The Read-In Chain takes place Monday, Feb. 12, with “Monday Marathon,” an Open Mic Read-In held in the Misciagna Family Center for Performing Arts. From 9 a.m. to 5 p.m., various presentations, readings and performances will take place to celebrate African-American authors and artists. The Penn State Altoona and Blair County communities are invited to drop in any time throughout the day to participate or listen and enjoy.
From noon to 1 p.m. the keynote presentation “Writing the World: The Poetry of African Women in the Diaspora,” by Gabeba Baderoon, will take place in the Misciagna Center.
Baderoon is the author of "Regarding Muslims: from Slavery to Post-apartheid," awarded the 2017 Best Non-fiction Monograph Award from the National Institute for the Humanities and Social Sciences, as well as the poetry collections "The Dream in the Next Body," "The Museum of Ordinary Life" and "A Hundred Silences." She received the Daimler Award for South African Poetry and is a Fellow of the Stellenbosch Institute for Advanced Study.
Baderoon is a member of the editorial board of the African Poetry Book Fund and an Extraordinary Professor of English at Stellenbosch University. She teaches women’s, gender and sexuality studies and African studies at University Park, where she co-directs the African Feminist Initiative with Alicia Decker.
At 5:30 p.m., Tsitsi Jaji, featured author of the 2018 African American Read-In at Penn State Altoona, will give a reading of her works in the Titelman Study of Misciagna.

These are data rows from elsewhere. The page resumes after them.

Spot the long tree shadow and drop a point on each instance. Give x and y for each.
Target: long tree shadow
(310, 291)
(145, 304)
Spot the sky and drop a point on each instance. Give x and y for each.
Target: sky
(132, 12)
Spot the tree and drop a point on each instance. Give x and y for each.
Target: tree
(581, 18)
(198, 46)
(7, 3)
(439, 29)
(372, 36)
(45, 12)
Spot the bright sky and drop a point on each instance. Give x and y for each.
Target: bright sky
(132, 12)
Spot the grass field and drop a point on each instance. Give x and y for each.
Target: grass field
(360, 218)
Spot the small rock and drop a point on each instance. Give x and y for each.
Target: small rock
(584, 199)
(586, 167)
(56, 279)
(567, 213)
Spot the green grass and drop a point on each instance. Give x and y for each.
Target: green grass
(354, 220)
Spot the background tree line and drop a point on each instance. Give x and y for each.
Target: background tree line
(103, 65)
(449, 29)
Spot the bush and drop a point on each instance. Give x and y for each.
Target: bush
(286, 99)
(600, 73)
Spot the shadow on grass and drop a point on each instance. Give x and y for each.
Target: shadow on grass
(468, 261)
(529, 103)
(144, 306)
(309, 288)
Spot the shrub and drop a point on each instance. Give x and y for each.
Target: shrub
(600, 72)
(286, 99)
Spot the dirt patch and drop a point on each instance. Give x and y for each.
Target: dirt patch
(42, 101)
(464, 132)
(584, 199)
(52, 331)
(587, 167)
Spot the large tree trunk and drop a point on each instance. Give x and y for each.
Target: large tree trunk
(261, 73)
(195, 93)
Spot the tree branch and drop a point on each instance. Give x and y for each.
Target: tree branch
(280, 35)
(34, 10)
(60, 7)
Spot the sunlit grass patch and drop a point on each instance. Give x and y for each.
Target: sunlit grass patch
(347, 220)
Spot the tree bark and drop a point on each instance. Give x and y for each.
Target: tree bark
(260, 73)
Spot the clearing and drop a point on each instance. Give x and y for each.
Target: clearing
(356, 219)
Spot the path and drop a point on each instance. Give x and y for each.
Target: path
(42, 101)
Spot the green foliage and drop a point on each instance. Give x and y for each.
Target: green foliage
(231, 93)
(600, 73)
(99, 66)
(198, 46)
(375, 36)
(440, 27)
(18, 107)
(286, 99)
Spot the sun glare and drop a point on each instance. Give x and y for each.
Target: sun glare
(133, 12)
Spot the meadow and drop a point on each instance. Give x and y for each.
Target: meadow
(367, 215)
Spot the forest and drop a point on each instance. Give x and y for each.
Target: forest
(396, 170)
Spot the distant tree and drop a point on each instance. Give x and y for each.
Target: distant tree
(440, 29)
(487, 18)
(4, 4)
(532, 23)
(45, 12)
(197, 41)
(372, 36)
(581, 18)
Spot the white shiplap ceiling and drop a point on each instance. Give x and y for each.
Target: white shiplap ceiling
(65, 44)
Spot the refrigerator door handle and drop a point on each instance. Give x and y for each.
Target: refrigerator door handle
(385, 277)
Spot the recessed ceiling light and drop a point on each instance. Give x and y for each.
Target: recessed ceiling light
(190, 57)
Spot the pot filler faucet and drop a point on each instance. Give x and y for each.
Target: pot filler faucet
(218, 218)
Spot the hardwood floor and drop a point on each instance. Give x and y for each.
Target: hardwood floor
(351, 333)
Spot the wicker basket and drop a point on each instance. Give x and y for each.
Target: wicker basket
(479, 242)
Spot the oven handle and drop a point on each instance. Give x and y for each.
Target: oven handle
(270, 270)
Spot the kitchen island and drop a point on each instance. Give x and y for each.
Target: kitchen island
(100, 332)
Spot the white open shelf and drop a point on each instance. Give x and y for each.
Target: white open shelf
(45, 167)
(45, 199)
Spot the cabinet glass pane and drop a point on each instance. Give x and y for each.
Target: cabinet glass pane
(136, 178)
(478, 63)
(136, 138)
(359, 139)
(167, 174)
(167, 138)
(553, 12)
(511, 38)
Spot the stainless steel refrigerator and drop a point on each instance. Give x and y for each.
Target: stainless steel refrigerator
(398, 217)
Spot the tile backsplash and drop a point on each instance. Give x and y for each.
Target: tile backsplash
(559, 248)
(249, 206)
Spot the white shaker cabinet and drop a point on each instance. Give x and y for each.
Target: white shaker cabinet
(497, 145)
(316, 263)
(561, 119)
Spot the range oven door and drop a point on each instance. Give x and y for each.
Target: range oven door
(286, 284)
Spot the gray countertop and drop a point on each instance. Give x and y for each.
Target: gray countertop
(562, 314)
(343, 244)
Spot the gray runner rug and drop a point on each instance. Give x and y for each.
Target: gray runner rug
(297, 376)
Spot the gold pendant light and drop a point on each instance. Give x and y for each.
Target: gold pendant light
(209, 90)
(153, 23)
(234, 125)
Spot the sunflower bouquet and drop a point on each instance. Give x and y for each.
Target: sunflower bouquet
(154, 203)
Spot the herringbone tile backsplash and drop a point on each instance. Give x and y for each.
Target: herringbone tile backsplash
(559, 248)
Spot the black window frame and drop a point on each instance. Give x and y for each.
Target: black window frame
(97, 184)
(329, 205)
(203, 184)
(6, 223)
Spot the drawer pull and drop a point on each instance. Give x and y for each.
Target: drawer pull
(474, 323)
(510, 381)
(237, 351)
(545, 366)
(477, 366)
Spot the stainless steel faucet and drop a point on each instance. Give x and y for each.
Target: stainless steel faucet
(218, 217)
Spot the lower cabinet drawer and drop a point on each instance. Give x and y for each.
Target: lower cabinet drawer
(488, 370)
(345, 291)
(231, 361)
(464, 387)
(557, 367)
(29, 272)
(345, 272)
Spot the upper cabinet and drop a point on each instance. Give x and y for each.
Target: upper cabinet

Jaji’s poetry collection, "Beating the Graves," was published in 2017 after receiving an honorable mention for the 2015 Sillerman Prize. Her chapbook, "Carnaval," appeared in the first "New Generation African Poets" box set, and her poems can also be found in in Bitter Oleander, Prairie Schooner, Black Renaissance Noire, Madison Review, and ElevenEleven. Her scholarly book, "Africa in Stereo: Music, Modernism and Pan-African Solidarity," received the African Literature Association’s First Book Award. She has given readings at the Library of Congress, United Nations, and Poetry Foundation in Chicago, and taught workshops in her home country, Zimbabwe.
Jaji is an associate professor of English and African & African American studies at Duke University. She is currently a fellow at the National Humanities Center, and has previously held fellowships at the Schomburg Center (NEH), Radcliffe Institute at Harvard, and at the Society for the Humanities at Cornell (Mellon).
The poetry reading will be followed by a book signing.
Those interested in signing up to read or perform, or who have questions about the Monday Marathon, contact Megan Simpson at [email protected].
All events are free and open to the public and sponsored by the African American Read-In at Penn State Altoona.